This work addresses the susceptibility of large vision-language models to hallucinations under degraded visual inputs at test time, which compromises their practical reliability. To mitigate this issue, the authors propose ClipTTT, a novel approach that leverages CLIP’s image-text alignment capability within a test-time training framework. ClipTTT introduces a single-sample self-supervised objective to enable immediate model adaptation without altering the original architecture. By dynamically adjusting to input degradations, the method effectively counteracts distributional shifts induced by common image corruptions. Evaluated across 15 prevalent degradation types, ClipTTT significantly reduces hallucination rates and enhances the faithfulness of generated textual descriptions, demonstrating robustness and practical utility in real-world scenarios.

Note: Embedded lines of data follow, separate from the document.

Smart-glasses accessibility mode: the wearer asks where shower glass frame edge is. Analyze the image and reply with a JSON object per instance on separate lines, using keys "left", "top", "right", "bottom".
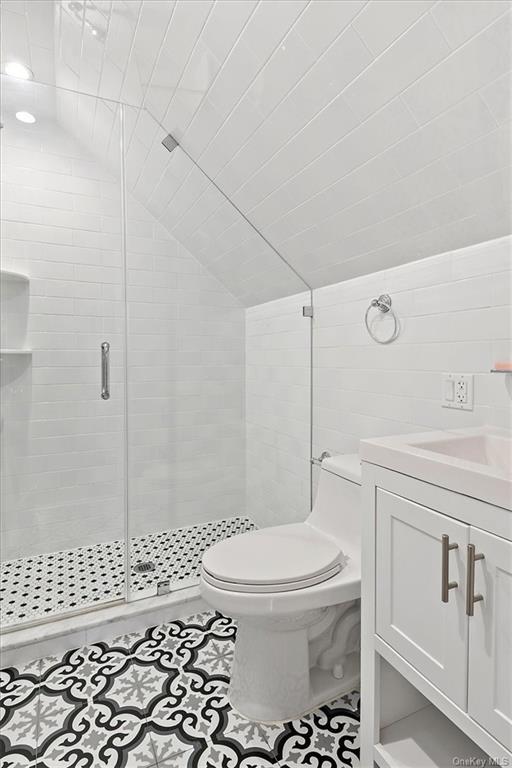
{"left": 120, "top": 101, "right": 130, "bottom": 608}
{"left": 309, "top": 286, "right": 314, "bottom": 513}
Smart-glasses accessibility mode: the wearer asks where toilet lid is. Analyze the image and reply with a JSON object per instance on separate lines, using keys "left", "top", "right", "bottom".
{"left": 202, "top": 523, "right": 343, "bottom": 589}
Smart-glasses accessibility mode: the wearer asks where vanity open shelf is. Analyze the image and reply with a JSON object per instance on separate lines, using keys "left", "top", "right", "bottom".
{"left": 375, "top": 704, "right": 487, "bottom": 768}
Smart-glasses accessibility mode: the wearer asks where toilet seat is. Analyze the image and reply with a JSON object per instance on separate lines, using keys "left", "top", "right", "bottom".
{"left": 201, "top": 523, "right": 346, "bottom": 594}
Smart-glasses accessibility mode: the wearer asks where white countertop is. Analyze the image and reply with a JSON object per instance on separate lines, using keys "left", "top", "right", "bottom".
{"left": 360, "top": 426, "right": 512, "bottom": 511}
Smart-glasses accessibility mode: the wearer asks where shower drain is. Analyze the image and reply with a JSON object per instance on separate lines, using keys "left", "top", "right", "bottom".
{"left": 133, "top": 561, "right": 156, "bottom": 574}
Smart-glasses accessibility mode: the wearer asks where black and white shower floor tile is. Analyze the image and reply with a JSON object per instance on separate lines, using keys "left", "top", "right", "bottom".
{"left": 0, "top": 611, "right": 360, "bottom": 768}
{"left": 0, "top": 517, "right": 256, "bottom": 627}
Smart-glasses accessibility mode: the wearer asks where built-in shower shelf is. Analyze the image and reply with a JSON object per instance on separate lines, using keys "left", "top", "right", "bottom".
{"left": 1, "top": 271, "right": 30, "bottom": 353}
{"left": 1, "top": 269, "right": 29, "bottom": 284}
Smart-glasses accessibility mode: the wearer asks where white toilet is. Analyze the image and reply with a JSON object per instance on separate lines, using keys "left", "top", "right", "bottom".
{"left": 200, "top": 453, "right": 362, "bottom": 723}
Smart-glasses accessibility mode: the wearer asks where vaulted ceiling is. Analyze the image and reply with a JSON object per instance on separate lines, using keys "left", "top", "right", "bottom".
{"left": 1, "top": 0, "right": 511, "bottom": 305}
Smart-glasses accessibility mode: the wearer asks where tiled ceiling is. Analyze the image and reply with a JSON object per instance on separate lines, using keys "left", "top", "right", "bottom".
{"left": 1, "top": 0, "right": 511, "bottom": 305}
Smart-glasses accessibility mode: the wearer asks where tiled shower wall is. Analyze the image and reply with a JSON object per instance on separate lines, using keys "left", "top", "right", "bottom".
{"left": 1, "top": 117, "right": 126, "bottom": 561}
{"left": 0, "top": 117, "right": 245, "bottom": 561}
{"left": 246, "top": 235, "right": 511, "bottom": 527}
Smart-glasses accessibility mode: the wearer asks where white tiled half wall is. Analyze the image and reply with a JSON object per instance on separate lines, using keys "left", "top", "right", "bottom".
{"left": 0, "top": 109, "right": 245, "bottom": 561}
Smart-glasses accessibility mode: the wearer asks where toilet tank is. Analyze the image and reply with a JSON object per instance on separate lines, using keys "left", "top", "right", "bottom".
{"left": 307, "top": 453, "right": 361, "bottom": 552}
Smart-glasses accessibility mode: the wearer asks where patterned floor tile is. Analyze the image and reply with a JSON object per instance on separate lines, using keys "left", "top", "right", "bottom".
{"left": 178, "top": 737, "right": 281, "bottom": 768}
{"left": 40, "top": 643, "right": 132, "bottom": 705}
{"left": 175, "top": 614, "right": 236, "bottom": 680}
{"left": 0, "top": 663, "right": 40, "bottom": 715}
{"left": 157, "top": 746, "right": 195, "bottom": 767}
{"left": 147, "top": 733, "right": 194, "bottom": 767}
{"left": 223, "top": 709, "right": 284, "bottom": 752}
{"left": 34, "top": 645, "right": 164, "bottom": 767}
{"left": 148, "top": 669, "right": 230, "bottom": 744}
{"left": 269, "top": 692, "right": 360, "bottom": 768}
{"left": 0, "top": 695, "right": 39, "bottom": 766}
{"left": 0, "top": 663, "right": 40, "bottom": 767}
{"left": 35, "top": 699, "right": 157, "bottom": 768}
{"left": 1, "top": 611, "right": 359, "bottom": 768}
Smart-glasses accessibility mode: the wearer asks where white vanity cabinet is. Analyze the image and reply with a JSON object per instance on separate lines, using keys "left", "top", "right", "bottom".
{"left": 375, "top": 489, "right": 469, "bottom": 709}
{"left": 360, "top": 453, "right": 512, "bottom": 768}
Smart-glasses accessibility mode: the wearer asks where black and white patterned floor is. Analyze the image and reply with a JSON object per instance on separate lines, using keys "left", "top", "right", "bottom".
{"left": 0, "top": 518, "right": 256, "bottom": 628}
{"left": 0, "top": 610, "right": 360, "bottom": 767}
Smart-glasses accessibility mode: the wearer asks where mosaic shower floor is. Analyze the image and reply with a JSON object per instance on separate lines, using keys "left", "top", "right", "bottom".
{"left": 0, "top": 518, "right": 256, "bottom": 628}
{"left": 0, "top": 610, "right": 360, "bottom": 767}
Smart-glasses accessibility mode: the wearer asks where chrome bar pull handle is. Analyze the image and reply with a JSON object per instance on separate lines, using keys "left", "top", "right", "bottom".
{"left": 101, "top": 341, "right": 110, "bottom": 400}
{"left": 441, "top": 534, "right": 458, "bottom": 602}
{"left": 466, "top": 544, "right": 484, "bottom": 616}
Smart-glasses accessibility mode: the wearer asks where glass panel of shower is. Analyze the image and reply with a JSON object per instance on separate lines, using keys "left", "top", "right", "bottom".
{"left": 0, "top": 79, "right": 313, "bottom": 628}
{"left": 0, "top": 77, "right": 127, "bottom": 629}
{"left": 123, "top": 107, "right": 312, "bottom": 600}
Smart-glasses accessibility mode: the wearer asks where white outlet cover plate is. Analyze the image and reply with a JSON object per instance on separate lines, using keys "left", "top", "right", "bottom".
{"left": 442, "top": 373, "right": 474, "bottom": 411}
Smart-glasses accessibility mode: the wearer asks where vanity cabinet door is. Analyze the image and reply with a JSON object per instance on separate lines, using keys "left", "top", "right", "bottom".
{"left": 376, "top": 489, "right": 469, "bottom": 708}
{"left": 468, "top": 527, "right": 512, "bottom": 751}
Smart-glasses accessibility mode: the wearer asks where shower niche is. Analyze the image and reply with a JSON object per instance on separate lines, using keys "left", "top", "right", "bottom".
{"left": 0, "top": 269, "right": 31, "bottom": 356}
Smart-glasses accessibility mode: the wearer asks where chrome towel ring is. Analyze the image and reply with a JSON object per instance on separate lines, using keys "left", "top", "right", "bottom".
{"left": 364, "top": 294, "right": 399, "bottom": 344}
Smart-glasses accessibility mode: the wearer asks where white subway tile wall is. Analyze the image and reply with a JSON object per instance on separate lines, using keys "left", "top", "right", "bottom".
{"left": 245, "top": 237, "right": 511, "bottom": 526}
{"left": 246, "top": 292, "right": 311, "bottom": 528}
{"left": 312, "top": 236, "right": 512, "bottom": 460}
{"left": 0, "top": 108, "right": 246, "bottom": 560}
{"left": 0, "top": 112, "right": 126, "bottom": 561}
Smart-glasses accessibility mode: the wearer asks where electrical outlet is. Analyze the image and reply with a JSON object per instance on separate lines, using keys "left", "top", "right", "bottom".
{"left": 442, "top": 373, "right": 473, "bottom": 411}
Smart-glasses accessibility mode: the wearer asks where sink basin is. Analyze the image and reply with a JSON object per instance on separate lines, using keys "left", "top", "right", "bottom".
{"left": 360, "top": 427, "right": 512, "bottom": 511}
{"left": 410, "top": 433, "right": 512, "bottom": 475}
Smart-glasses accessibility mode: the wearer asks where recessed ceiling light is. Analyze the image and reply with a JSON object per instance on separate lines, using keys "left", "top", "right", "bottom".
{"left": 4, "top": 61, "right": 33, "bottom": 80}
{"left": 15, "top": 111, "right": 36, "bottom": 124}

Large vision-language models (LVLMs) tend to hallucinate, especially when visual inputs are corrupted at test time. We show that such corruptions act as additional distribution shifts, significantly amplifying hallucination rates in real-world applications. To address this, we propose CLIP-guided Test-Time Training (ClipTTT), a method to adapt LVLMs under degraded conditions on the fly with a single test sample. Specifically, we leverage the image-text alignment strength of a pre-trained CLIP model as a stable guidance signal to identify reliable self-supervision targets, enabling rapid adaptation without altering the base LVLMs. Extensive experiments on standard hallucination benchmarks, with 15 common corruptions, demonstrate that ClipTTT effectively mitigates hallucinations and improves descriptive faithfulness under visual corruptions.